School Board President Laurie McCaulley says, “It’s costing an additional million dollars to make sure those two facilities are separate, because the parents insisted on the junior high and high school not being connected.”
Though Wardynski explains the facilities will still share this same space to save cost, “About 25-percent of the cost is the utilities – the air conditioning, the heating, the services. So they’ll share that, but the student bodies will not mix.”
For now this field has few signs of life, but it’ll bustle once the schools open.
Wardynski notes, “The new junior high will be built for about six- to seven-hundred students. The new senior high will be built for eleven-hundred to thirteen-hundred students.”
It’s an ambitious plan, but now they’ve got the land. Though, of course, there’s an academic component to the challenge.
The new schools will replace Ed White Middle, Davis Hills Middle, and Johnson High.
The Alabama Accountability Act identified all three of those schools as failing, and the superintendent says it’s not the only problem with them, “Johnson was originally laid out to support about 2,300 students. Today it’s got about five- to six-hundred in it.
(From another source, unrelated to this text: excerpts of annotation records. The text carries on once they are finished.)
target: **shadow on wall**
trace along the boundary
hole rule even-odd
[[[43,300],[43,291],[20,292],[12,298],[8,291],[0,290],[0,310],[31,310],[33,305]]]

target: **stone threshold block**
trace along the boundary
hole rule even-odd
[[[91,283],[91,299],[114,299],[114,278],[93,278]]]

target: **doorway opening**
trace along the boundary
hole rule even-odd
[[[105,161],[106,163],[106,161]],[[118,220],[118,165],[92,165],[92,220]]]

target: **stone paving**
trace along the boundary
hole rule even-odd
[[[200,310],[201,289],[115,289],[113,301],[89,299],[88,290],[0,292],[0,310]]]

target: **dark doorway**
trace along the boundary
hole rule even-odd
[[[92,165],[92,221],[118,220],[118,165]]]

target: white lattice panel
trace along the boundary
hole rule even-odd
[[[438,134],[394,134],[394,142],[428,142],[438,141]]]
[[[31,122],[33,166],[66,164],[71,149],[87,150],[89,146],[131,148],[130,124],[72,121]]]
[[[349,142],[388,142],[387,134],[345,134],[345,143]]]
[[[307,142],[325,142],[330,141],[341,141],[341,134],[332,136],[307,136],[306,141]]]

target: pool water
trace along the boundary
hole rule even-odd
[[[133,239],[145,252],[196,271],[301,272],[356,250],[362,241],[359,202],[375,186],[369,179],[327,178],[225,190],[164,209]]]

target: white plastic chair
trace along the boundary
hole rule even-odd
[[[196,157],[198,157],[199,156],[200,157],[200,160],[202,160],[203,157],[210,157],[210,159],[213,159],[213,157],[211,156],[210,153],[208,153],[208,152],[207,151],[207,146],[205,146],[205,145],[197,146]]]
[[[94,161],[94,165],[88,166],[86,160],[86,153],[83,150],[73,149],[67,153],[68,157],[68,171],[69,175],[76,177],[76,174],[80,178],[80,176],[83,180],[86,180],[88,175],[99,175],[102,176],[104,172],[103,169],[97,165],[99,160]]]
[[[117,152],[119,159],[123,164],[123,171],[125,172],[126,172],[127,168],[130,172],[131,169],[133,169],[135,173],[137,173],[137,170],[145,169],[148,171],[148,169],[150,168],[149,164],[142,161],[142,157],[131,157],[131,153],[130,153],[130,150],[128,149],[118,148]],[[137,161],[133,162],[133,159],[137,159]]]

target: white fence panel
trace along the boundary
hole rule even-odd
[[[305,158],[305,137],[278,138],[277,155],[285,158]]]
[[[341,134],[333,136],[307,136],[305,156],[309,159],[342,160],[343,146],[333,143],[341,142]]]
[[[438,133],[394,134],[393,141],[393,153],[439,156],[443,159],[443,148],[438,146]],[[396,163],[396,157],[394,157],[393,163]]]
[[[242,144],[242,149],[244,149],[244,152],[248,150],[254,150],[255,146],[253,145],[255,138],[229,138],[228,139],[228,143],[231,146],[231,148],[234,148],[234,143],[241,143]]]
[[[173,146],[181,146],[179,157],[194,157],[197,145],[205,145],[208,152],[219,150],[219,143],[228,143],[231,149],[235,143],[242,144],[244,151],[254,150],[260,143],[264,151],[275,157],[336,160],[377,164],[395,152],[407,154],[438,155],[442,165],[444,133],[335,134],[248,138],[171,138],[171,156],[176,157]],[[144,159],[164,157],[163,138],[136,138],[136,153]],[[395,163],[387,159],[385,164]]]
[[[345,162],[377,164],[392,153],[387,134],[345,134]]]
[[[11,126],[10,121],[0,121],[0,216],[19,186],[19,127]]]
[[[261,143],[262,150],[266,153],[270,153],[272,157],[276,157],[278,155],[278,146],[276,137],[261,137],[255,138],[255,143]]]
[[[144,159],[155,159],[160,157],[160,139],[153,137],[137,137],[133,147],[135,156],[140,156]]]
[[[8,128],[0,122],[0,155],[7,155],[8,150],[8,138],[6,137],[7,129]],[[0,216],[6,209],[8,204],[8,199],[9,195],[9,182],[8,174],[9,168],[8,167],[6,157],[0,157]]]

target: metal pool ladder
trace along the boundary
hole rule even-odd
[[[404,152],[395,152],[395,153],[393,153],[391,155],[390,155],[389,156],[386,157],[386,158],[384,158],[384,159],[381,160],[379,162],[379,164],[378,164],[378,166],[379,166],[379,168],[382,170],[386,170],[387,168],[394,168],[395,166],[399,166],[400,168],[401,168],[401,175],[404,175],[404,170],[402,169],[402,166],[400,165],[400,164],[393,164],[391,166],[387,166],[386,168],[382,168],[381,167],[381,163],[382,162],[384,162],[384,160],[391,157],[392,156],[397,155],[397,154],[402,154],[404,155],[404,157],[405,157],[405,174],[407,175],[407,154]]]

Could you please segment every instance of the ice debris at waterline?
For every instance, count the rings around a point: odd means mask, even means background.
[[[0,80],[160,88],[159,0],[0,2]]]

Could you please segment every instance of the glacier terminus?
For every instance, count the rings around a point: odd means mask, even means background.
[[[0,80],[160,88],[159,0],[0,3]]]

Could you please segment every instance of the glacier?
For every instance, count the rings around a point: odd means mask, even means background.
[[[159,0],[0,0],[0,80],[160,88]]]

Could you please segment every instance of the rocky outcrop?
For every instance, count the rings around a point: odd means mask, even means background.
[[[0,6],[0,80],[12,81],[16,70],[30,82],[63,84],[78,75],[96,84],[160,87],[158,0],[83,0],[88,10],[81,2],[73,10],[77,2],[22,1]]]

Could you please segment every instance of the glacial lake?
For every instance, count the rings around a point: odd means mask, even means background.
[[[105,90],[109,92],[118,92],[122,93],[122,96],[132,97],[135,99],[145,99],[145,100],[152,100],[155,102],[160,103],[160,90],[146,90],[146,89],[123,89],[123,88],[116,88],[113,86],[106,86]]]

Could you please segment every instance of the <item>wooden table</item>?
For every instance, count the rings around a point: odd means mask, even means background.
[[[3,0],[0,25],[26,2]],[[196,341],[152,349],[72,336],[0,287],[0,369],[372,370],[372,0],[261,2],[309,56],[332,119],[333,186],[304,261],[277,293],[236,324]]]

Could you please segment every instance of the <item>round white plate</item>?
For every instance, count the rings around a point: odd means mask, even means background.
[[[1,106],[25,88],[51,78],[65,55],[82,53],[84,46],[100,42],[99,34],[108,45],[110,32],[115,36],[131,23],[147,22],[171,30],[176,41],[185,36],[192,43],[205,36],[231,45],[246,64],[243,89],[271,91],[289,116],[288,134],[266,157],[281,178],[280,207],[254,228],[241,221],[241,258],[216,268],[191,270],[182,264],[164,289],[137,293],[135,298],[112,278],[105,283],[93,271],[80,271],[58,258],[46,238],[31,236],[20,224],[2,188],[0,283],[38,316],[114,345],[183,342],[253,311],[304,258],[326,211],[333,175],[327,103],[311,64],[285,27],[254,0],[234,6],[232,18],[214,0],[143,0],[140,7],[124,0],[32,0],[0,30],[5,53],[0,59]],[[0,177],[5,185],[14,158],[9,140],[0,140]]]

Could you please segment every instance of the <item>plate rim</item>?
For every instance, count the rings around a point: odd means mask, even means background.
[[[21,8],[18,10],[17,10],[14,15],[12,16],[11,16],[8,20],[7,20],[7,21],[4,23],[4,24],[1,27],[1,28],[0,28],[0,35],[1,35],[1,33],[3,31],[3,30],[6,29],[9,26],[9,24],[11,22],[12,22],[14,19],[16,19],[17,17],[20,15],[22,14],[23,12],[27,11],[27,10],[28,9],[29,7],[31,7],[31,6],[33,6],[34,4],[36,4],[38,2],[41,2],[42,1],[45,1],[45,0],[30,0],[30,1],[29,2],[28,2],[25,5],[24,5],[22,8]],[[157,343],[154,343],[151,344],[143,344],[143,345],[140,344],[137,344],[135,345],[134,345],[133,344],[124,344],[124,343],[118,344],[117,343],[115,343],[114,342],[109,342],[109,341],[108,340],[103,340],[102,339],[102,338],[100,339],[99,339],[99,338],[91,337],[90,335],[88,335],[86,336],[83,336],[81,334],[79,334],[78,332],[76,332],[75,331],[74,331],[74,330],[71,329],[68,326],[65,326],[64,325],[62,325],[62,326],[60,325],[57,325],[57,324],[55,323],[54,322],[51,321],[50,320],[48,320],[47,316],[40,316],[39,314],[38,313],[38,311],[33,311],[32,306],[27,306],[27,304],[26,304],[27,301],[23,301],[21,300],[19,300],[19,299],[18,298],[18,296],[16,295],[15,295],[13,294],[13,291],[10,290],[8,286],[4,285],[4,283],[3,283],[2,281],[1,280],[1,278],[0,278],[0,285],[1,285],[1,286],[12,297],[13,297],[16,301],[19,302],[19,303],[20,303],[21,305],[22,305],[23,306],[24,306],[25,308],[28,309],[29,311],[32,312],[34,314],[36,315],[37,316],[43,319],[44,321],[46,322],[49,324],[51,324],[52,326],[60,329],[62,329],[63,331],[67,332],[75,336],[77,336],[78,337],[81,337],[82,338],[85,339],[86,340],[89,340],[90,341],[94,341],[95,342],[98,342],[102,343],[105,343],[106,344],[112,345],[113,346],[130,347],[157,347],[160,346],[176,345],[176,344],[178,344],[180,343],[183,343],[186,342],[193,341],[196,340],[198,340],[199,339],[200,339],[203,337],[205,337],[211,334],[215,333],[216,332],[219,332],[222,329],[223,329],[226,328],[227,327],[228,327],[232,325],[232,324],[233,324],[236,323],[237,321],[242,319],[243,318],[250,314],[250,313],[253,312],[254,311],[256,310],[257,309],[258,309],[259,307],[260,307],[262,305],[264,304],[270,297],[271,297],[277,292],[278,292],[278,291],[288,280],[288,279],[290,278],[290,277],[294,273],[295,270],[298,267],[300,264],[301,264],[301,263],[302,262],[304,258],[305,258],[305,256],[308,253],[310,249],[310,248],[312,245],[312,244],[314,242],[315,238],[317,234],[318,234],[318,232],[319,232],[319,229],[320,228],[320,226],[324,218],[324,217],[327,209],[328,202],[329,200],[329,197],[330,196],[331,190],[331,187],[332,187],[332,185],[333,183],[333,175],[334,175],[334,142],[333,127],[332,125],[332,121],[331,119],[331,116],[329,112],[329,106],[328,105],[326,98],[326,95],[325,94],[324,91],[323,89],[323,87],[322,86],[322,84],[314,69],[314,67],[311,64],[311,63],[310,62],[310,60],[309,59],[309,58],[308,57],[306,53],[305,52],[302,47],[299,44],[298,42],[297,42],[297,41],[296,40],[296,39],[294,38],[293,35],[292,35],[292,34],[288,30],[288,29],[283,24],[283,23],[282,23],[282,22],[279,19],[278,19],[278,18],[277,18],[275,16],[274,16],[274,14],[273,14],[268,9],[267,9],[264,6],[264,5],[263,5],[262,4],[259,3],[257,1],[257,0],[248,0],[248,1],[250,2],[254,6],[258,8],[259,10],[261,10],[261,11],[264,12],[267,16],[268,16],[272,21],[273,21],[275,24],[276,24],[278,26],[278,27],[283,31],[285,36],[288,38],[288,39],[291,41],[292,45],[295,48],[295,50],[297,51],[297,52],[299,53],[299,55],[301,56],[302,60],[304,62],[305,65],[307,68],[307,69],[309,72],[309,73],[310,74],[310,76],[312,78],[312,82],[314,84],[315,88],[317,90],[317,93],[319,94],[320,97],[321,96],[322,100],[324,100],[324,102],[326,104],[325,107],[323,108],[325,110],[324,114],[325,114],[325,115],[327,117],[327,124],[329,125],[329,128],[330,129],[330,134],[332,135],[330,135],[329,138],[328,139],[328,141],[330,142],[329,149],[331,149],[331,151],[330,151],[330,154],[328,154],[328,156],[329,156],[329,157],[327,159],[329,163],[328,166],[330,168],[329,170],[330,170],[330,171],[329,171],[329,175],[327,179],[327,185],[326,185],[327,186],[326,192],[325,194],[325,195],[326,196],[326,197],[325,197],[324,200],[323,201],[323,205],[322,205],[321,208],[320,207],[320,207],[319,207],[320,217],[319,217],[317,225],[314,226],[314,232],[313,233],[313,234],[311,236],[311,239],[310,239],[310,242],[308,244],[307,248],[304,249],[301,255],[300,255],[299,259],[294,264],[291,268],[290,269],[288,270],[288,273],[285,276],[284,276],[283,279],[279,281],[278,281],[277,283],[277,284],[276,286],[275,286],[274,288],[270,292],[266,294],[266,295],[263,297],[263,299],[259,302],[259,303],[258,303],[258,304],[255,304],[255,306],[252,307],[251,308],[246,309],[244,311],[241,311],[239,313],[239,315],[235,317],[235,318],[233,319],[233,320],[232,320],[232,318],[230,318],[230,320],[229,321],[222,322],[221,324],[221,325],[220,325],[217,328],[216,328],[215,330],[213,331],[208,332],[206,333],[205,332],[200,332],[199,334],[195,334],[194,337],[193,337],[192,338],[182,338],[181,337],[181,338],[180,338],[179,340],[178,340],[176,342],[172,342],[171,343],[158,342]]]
If we had been able to fully support all of the transfers requested this year under the Accountability Act and majority-minority, it would have far fewer.”
These new schools will actually serve all of the students zoned for them – according to the superintendent, but first the schools that pop up will need to shed their failing status.
They may start on a clean slate of land, but they won’t start with a clean slate themselves.
School board leaders say they will have the accumulated data of all the students who attend the new schools and their status will be determined from that.
But they plan on turning around achievement long before they finish construction.
Wardynski promises, “The students will have accumulated a record of success that will earn the new school a grade that is much different than the one that Johnson has today.”